A fair struggle

Every day I wake up, get out of bed, and begin my “normal” routine for what my life has become. The question is “what has my life become?” I’m walking around trying to come up with some excuse for why things don’t turn out the way I want them to. I go over and over it in my head thinking there is a completely logical explanation for why my life has become a complete and utter failure of nonstop chaos and disappointment.

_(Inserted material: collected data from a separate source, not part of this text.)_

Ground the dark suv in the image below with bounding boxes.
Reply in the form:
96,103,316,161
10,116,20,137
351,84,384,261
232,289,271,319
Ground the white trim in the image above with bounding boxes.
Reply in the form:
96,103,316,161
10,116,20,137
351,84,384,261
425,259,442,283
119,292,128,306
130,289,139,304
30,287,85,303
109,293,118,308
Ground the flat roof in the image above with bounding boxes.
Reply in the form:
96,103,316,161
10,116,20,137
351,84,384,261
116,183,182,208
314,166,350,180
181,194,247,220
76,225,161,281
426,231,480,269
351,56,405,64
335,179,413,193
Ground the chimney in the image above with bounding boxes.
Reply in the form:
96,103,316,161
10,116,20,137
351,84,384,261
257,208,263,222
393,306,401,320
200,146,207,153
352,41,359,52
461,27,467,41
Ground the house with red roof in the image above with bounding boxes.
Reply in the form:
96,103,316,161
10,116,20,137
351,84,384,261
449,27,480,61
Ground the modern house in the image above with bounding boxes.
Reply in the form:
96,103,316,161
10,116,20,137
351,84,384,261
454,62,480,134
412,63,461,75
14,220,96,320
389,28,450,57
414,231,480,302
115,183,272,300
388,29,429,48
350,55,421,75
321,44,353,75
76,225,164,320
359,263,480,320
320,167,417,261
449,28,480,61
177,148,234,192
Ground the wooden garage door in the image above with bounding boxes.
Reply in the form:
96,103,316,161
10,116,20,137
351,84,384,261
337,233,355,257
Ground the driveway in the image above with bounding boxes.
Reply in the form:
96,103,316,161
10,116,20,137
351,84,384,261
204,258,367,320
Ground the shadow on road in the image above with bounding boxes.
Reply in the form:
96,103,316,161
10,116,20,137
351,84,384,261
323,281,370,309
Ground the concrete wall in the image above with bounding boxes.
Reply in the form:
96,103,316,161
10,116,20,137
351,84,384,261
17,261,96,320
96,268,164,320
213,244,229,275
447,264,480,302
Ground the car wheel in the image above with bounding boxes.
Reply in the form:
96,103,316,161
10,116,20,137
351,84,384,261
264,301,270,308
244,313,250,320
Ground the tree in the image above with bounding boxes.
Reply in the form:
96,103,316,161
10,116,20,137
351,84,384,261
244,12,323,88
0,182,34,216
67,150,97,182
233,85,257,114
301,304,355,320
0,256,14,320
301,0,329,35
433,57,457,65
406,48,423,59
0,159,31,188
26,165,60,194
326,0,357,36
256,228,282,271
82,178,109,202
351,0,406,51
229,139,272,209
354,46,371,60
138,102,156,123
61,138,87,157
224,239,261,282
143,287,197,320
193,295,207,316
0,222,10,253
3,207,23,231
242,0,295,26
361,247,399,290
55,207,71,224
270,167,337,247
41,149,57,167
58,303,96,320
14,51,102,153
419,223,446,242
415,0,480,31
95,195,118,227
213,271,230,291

I keep thinking that a happy ending is going to come out of this. Like somehow my life is a movie, a very dramatic, spontaneous, chaotic, disruption of life type of movie where a happy ending always follows the rough edgings. But is it really an ending that I’m looking for? Somehow I feel like this is just the beginning. This is where it all starts. First, we come up with a plan. Then we go to school and create a new plan. Then we graduate school and again…..find a new plan. And we change our plans again..and again and….again. Because it’s not OUR plan that we’re living. It’s HIS plan. We don’t make our life. He already made it. We don’t pick and choose what things are going to look like. Sure, we try to create some big idea and dream up what our “perfect” life will be, but that’s not it. God has a sense of humor too. If you ask for a super power, he’ll grant you some keen ability to play wii bowling QUITE well, which you can choose to see as a super power. If you ask for a nice home and friendly neighbors, you’ll get a trailer in a park with lots of people. Some of which aren’t too bad and hey, you have good closet space and electricity. That’s all that really matters.

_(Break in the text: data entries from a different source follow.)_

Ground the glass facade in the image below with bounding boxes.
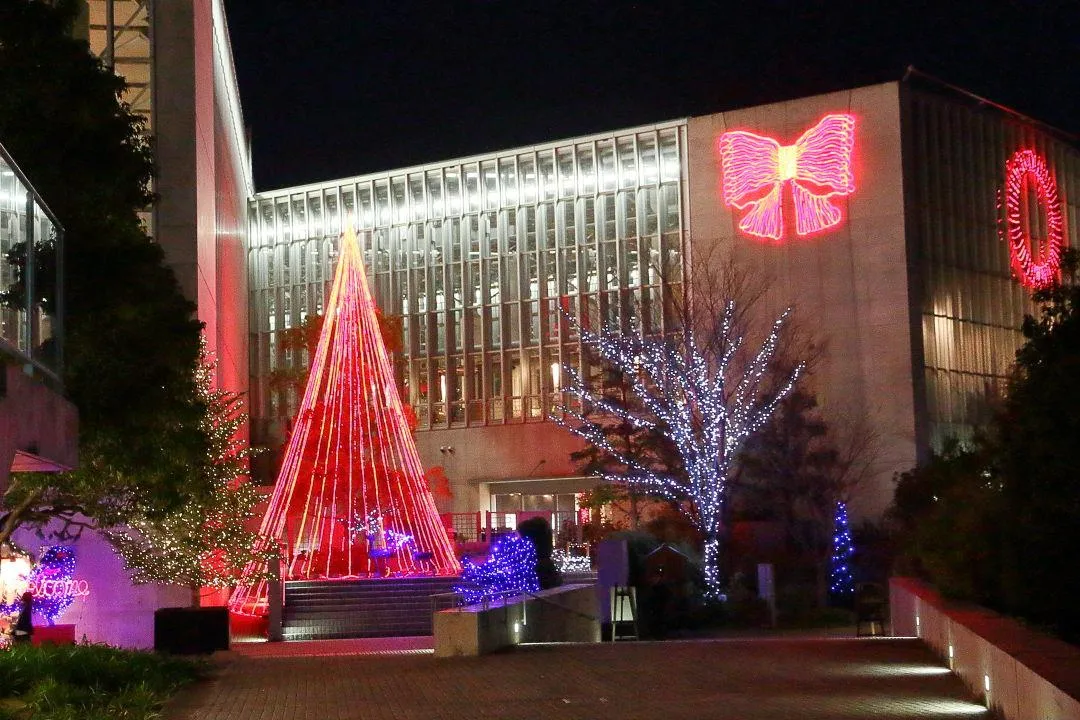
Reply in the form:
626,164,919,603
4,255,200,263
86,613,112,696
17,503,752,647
0,141,63,379
903,89,1080,452
86,1,153,130
248,123,687,436
85,1,154,232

This doesn’t mean that dreams are not important. In fact, they’re extremely important. They are what drive us to do amazing things. God grants us gifts and abilities and passions. All of which we are to use to make the world a better place. That seems like a pretty big idea, but even if you are a customer service representative who answers phones allllll day long, you can still be a help. Being a friendly voice on the other end of the phone could be what one person needed. Maybe they’ve had bad luck with sales reps before and you helped them far more than anyone ever could. Maybe your job isn’t where all of your talent lies. Maybe you’re a good friend, parent, or supporter. Maybe your ability is to rescue a dog and promote shelters.

I feel like I always forget to be thankful for everything that I have and instead I sit here and whine about what I don’t have. These past few months life has seemed disastrous. No money, no job. Job interview, after job interview. Rejection, after rejection.  It has been an exhausting experience. It’s so draining and uneventful. I worked 3 jobs in college, barely making it. I hardly ever slept, I studied ALL the time, and I never went out with my friends. In fact, other than my roommates and people that I worked with, I didn’t have a lot of friends. I didn’t drink, I didn’t party…..I was what the college kids call “boring.” And I’m willing to admit that I was, in fact, boring.
I did everything right my whole life, thinking that somehow if I never broke a single rule, my life would end up being perfect. I’d get through school, get accepted to grad school, get the perfect job, the perfect house, and eventually the perfect boyfriend. Somehow, if I played by the rules all of these things would line up in a row and I’d never have to work so hard again. But life didn’t really give any of that.

Instead, this is what my life looked like:
I didn’t date in high school. I was in every extra curricular activity I could fit myself into (band, choir, showchoir, dance team, drama club, Spanish club, history club, pep club, upward bound, youth moose awareness group, and church praise band). I never drank. I never partied. I didn’t cuss. I didn’t do anything with guys (obviously, because I didn’t date). I just followed all the rules.
Then, in college, the rules changed. Things became more socially acceptable, but I still couldn’t let myself go. I didn’t judge others for being a certain way. In fact, I encouraged them to have their fun and offered to pick them up. I was a complete and total weirdo. My first drink was on my 21st birthday in Nashville, Tennessee. I had exactly one drink at the Hard Rock Café New Year’s Eve and then I took my friends, who’d been drinking all night, back to the hotel and made sure we were all safe and okay. It was MY birthday and I still couldn’t keep myself from being “motherly”.

Finally, I graduated college and started the job hunt. I went from working 3 jobs to barely working 1 on the weekends, which was not enough to float by. Somehow, I did EVERYTHING right. I followed ALL the rules, but then it lead me here. A girl who couldn’t afford to apply to graduate school sitting here in a trailer because she couldn’t afford the fancier places who is jobless and depressed of what her life became.

I can never tell if being good was who I always was or if I was just afraid to be anyone else. I’d convinced myself that being perfect would somehow fix all of the problems in the world. I became OCD about my appearance and my house and my car and everything has to have a place and be organized or the world will fall apart……or at least, I will. I don’t know how to be anything else. I always analyze everything and try to make a plan. Sometimes I think I need to close my eyes and just have faith that I’ll get there. I know God has a plan, but I can’t keep myself from constantly thinking ahead to the next thing. The thing we all need most is the ability to live in the moment. Someday, I’ll look back at my struggles and laugh at how awful they were and smile at how I made it through. Because, in the end, all we need in order to strive is a fair struggle.